April 18, 2012 § Leave a comment
My childhood neighbor died last night in his apartment, of natural causes. He was 29. 29. He was an actuary. I don’t think he probably took a risk in his whole life. And yet, he is dead, at just 29 years old.
I am 27. I should have died a hundred times by now. I should have died when I hit that cow in my Toyota Camry. I should have died when I took that bad e or when I woke up in my own vomit after passing out on the floor. I should have died when I got lost in the remote desert. I should have died when I drove across North Dakota in the middle of February. I should have died every time I mixed a dangerous amount of Old Crow and benzodiazepines. I should have died that time I locked myself in a freezer chest when I was seven. I should have died that time my high school girlfriend and I took a curb at 120 mph in the rain and flew off the road.
I do not know what it would take to convince me that the stochasticity of existence has a bright side. Even if you believe in things, the randomness has still got to get you down. Because there is no sense. And there is no planning. And your thoughts are neither here nor there and still you are forced to have them. To be is a valueless thing, a tabula rasa. And what would you fill it with to make it pleasant or good or meaningful? When even making dinner plans doesn’t seem altogether philosophically sound? How do you experience happiness when there is no way to reason your way to it? What is this magical syllogism that unfurrows your brow and let’s you smile at the sky and live for a whole minute without listening to your heartbeat and thinking that one day it will simply stop?
He used to ride a unicycle around our circle drive when we were kids. There’s something profound there, but I haven’t a clue what it is.
April 5, 2012 § Leave a comment
No one seems to want to die alone. But of course we all do die alone, as dying is something, by its nature, prima facie, maybe a priori, you must do alone. And this isn’t just about assuming a sort of solipsism; there is something more isolated about experiencing death, even dying in the arms of your lover, than say going to the fair with your lover. Yes, you technically experience both of these alone in the sense that we can each only experience ourselves. But there is a togetherness in going to the fair, a sum somehow, that doesn’t translate to dying.

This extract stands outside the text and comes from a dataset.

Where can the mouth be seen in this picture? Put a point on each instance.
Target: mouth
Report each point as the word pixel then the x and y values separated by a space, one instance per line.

Maybe it’s because you can’t talk about it afterwards. The debrief is such a pillar of happy relationships. The ability to work out outside of ourselves the past, to process, to comprehend the odd thing that happened at the party or the good sex or the national crisis. If I were god or the first particle that set our present winds to gust and our atoms to swarm, I would have made death a two part ordeal – death and then death. A special gene perhaps, a physiological phenomenon. Maybe not even all of you would come back. Maybe only your brain and your face. But a bit of you would wake back up, if only for a few moments, just so you could say, “Wow. How about that dying?” And maybe have a scotch and maybe a laugh about it. And maybe one more hug.
If I were god I also would have given humans pockets in their skin, for storing things when we didn’t want to wear clothes.